The origin and development of exchanges

  1. Initial transaction needs: In the early days of virtual currencies, transactions were usually peer-to-peer, for example, through forums or direct contact. This method was feasible when the transaction volume was small, but as the number of users and transaction volume increased, this method became inefficient and insecure.

  2. Growing demand for matching transactions: As the popularity and acceptance of virtual currencies increases, the demand for a platform that can quickly and efficiently match large numbers of buy and sell orders increases. This led to the birth and development of exchanges.

  3. Efficiency and Liquidity: The exchange improves the efficiency and liquidity of transactions by centralizing users’ buy and sell orders. This means users can find counterparties and complete transactions faster. To put it simply, for both parties to the transaction: fast, appropriate price, and low handling fee.

  4. Diversified services: The exchange not only provides basic buying and selling services, but also provides advanced trading options such as leverage trading, futures trading, and other related services such as fund storage, asset management, etc.

The relationship and difference between exchanges and wallets

  • In the early stages, wallets and accounts are the basic tools used to store and manage assets.
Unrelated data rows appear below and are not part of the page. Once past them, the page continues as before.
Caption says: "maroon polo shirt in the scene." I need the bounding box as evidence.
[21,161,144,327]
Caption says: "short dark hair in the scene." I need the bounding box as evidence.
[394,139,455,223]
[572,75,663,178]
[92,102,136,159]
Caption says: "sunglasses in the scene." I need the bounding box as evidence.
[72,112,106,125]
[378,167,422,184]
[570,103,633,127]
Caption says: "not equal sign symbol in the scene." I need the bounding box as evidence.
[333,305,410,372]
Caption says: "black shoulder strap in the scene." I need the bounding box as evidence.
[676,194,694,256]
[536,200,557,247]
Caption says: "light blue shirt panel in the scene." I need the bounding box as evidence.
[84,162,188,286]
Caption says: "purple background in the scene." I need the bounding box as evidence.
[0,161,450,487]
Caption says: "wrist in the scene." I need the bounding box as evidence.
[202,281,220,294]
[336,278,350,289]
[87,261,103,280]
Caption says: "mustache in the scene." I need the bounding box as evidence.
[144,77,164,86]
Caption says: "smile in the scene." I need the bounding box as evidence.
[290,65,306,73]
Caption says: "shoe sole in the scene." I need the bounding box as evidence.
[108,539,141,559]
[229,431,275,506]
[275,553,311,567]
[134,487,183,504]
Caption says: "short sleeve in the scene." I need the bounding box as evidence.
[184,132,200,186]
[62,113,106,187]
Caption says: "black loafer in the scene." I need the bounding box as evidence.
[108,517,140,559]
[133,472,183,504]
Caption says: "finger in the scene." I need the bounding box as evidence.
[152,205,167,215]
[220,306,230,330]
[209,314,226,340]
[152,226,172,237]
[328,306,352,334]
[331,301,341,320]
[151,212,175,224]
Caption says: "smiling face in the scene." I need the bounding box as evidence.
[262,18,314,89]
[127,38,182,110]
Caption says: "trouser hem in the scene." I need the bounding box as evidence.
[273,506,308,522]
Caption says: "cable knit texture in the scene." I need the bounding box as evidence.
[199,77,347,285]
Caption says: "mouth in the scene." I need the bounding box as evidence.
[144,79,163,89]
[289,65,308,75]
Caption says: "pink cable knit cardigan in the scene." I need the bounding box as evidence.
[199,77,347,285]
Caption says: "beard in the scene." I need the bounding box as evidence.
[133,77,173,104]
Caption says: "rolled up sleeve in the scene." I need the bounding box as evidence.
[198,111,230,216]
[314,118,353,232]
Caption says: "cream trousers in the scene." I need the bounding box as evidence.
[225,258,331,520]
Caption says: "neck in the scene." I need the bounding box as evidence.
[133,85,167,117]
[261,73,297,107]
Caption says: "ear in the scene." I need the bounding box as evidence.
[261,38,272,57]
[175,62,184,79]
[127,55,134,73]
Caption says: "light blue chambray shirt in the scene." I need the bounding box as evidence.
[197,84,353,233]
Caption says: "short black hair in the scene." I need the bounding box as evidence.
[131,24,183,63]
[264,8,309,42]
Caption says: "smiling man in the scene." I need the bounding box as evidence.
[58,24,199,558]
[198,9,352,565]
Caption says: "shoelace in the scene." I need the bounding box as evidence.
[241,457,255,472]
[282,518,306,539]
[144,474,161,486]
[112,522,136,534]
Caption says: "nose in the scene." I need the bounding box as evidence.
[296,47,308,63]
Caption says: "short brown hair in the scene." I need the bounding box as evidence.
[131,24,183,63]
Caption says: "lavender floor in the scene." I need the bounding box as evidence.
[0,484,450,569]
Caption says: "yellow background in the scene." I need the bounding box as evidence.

As trading demand grows, centralized exchanges have emerged to provide more efficient trade matching services.

  • The emergence of exchanges does not replace the function of wallets, but serves as a supplement and extension, especially in handling large and complex transactions. However, the exchange implements transaction matching by storing users' funds in the exchange's wallet.

  • The difference between exchanges and wallets should mainly be:

    1. Security: The wallet reduces the risk of funds being misappropriated by centralized exchange funds (see FTX). However, users need to be responsible for the security of their own wallets, such as being hacked and causing key leaks.

    2. Trading variety and liquidity: Centralized exchanges typically offer a greater variety of trading pairs and higher liquidity. This is very important for users who are looking for specific trading pairs or need to execute large trades quickly.

    3. Decentralization: The transaction characteristics of decentralized wallets provide higher anonymity and decentralization, but this is only for virtual currencies and does not involve the deposit and withdrawal of legal currency.

most reasonable way

Taking into account the security of account funds, the efficiency and low cost of transactions, isn’t the most reasonable way:

  1. Legal fiat currency exchange;

  2. Virtual currency is stored in the wallet daily;

  3. When you need to trade, recharge to the exchange;

  4. After the transaction is completed, withdraw the money to the wallet;

  5. Keep your keys safely.

However, why are both Binance and OKX now reversing the course and cramming so many trading functions into their wallets? Spot flash swaps are plugged in, financial loans are plugged in, and contracts are also being tested. I can't understand it, I really can't understand it. Is it because of the impact of the FTX incident? Is it because the anonymity of the wallet prevents Gov censorship?